Einmal wollte er zum Direktor vordringen. Aber dem passte es gerade nicht, deshalb sagte er Gabriel, er solle einen Termin im Sekretariat ausmachen. Was machte Gabriel? Er klopfte einfach noch mal. Da kam der Direktor wieder raus und rief: „Ich habe Ihnen doch gesagt, es passt gerade nicht!“ Aber noch bevor er die Türe wieder zuknallen konnte, hatte Gabriel schon seinen Fuß in den Türrahmen geklemmt. So war er.

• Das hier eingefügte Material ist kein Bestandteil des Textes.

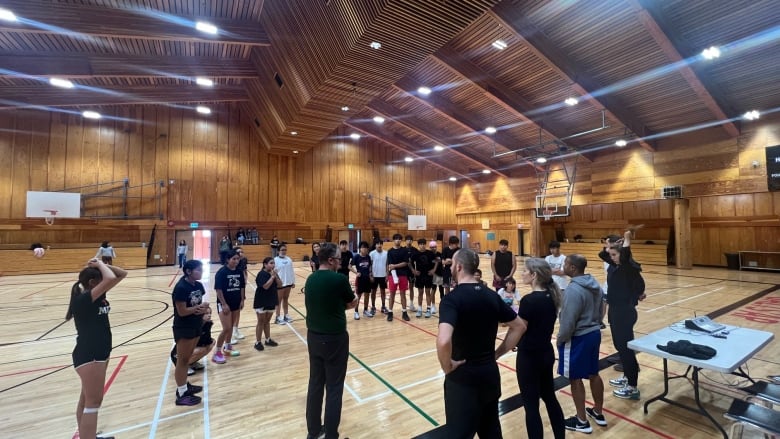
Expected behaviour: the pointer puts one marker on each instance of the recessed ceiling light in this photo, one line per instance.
(206, 27)
(711, 52)
(499, 44)
(59, 82)
(91, 114)
(7, 15)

Als ich neulich in der Zeit las, dass sein Vater überzeugter Nazi gewesen sei, war ich erschüttert. Das wussten wir alle nicht. In der Schulzeit trat nur seine Mutter in Erscheinung, und die war besonders nett. Wenn ich ihn heute im Fernsehen sehe, erkenne ich meinen damaligen Schüler sofort wieder. Obwohl mir manchmal scheint, ihm fehlt intellektuelle Tiefe. Ich verstehe schon, dass die SPD ihn noch nicht aufs Schild gehoben hat. 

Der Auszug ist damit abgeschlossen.